We then examined the goodness-of-fit of the various models using the Grønnesby-Borgan statistic. When the overall population was considered, although model fit improved with the addition of C-IMT and/or plaque, none of the models had a good fit with the Chi-square statistic (p-value) being 30.0 (p=0.0004), 23.7 (p=0.005) and 24.3 (p=0.004) for the TRF only model, TRF + C-IMT model and TRF + C-IMT + plaque model, respectively. When men and women were considered separately, the model fit improved. In men, the C-IMT + TRF model was the best fit (Chi-square statistic=14.12, p=0.11), while the C-IMT+TRF+plaque model and TRF-only model were not as good fits (Chi-square statistic [p-values] = 17.9 [p=0.04] and 18.7 [p=0.028], respectively). On the other hand, in women, the Chi-square test statistic (p values) were 15.0 (p=0.09), 9.1 (p=0.43) and 8.7 (p=0.47) for the TRF only, TRF + C-IMT and TRF + C-IMT + plaque models, respectively, which suggested that the TRF+C-IMT+plaque model had the best model fit.
Finally, we examined the NRI and the clinical NRI (NRI in the intermediate groups). We compared several models () and found that the TRF+C-IMT+plaque model was better than the TRF-only model in the overall sample, in men, and in women. However, adding plaque data minimally affected the TRF+C-IMT model in men, while adding C-IMT information minimally affected the TRF+plaque model in women. Overall, the TRF+C-IMT+plaque model when compared to the TRF-only model was associated with significant NRI’s of 9.9% (clinical NRI 21.7%) in the overall sample, 8.9% (clinical NRI 16.4%) in men and 9.8% (clinical NRI 25.4%) in women. In the overall sample, adding C-IMT or plaque individually to TRF was associated with a significant NRI of ~7.1–7.7% while adding the second variable (i.e. plaque to a TRF+C-IMT model or C-IMT to a TRF+plaque model) non-significantly increased the NRI by about 2–3%. The IDI showed that the model predictivity was significantly improved by adding C-IMT and plaque to TRF: in the overall population the IDI was 0.011, while in women, it was 0.009; and, in men, 0.013 (Supplemental Table
Net reclassification index using various comparison models in the overall sample, men and women
When we added C-IMT and plaque information to a Framingham risk score (FRS)-based TRF model, the results were similar.
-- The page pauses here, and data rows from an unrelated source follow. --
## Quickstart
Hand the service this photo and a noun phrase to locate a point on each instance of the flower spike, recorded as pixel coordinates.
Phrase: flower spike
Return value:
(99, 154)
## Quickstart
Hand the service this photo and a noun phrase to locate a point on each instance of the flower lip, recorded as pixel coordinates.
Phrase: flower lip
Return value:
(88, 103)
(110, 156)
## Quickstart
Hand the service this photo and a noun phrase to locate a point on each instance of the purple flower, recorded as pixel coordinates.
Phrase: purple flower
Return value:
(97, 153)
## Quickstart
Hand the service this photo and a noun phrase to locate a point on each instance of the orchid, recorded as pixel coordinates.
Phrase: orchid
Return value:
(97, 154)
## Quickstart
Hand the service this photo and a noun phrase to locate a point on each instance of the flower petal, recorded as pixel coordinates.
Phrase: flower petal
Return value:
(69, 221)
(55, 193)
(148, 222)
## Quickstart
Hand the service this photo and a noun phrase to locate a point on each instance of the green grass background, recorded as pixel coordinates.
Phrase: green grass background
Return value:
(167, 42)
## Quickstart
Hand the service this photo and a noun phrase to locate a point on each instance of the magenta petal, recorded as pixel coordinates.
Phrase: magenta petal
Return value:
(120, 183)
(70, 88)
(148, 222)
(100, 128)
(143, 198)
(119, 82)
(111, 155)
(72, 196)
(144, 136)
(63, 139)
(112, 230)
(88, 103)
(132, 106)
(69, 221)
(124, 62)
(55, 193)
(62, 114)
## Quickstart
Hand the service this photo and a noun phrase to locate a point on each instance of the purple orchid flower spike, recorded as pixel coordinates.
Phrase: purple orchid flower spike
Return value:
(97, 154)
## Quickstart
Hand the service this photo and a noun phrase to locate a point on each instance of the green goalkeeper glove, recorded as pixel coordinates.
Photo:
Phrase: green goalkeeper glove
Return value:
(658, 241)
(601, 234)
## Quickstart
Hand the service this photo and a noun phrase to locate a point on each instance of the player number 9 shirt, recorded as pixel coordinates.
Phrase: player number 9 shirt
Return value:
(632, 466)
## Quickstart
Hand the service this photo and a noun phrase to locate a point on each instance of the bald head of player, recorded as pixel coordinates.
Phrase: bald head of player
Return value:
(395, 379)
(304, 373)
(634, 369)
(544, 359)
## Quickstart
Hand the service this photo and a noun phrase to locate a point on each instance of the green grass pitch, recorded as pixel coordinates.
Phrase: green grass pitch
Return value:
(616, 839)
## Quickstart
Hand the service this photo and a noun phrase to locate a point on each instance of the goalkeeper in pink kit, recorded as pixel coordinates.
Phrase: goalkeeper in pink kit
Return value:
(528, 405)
The adjusted AUC in men and women using the FRS model alone were 0.661 and 0.741, respectively, and improved to 0.685 (95% confidence interval [CI] for the difference in adjusted AUC, 0.014, 0.032) and 0.751 (95% confidence interval [CI] for the difference in adjusted AUC, 0.003, 0.016) respectively by adding C-IMT and plaque. In men, 11.5%, 34%, 37.9% and 32% of those in the <5%, 5–10%, 10–20% and >20% FRS categories respectively were reclassified by adding C-IMT and plaque, resulting in a NRI of 12.7% and a clinical NRI of 18.9%. However, in women, 6.6%, 41%, 39.8% and 36.3% of those in the <5%, 5–10%, 10–20% and >20% FRS categories respectively were reclassified, resulting in a NRI of 7.7% and a clinical NRI of 21.2%. Finally, when the goodness-of-fit was tested using the Grønnesby-Borgan test statistic, the model with FRS+C-IMT+plaque was better than the FRS-only model in both men (Chi-square statistic for FRS only = 15.05, p=0.09, Chi-square statistic for FRS+C-IMT+plaque =10.18, p=0.34) and women (Chi-square statistic for FRS only = 8.63, p=0.47, Chi-square statistic for FRS+C-IMT+plaque =4.97, p=0.84).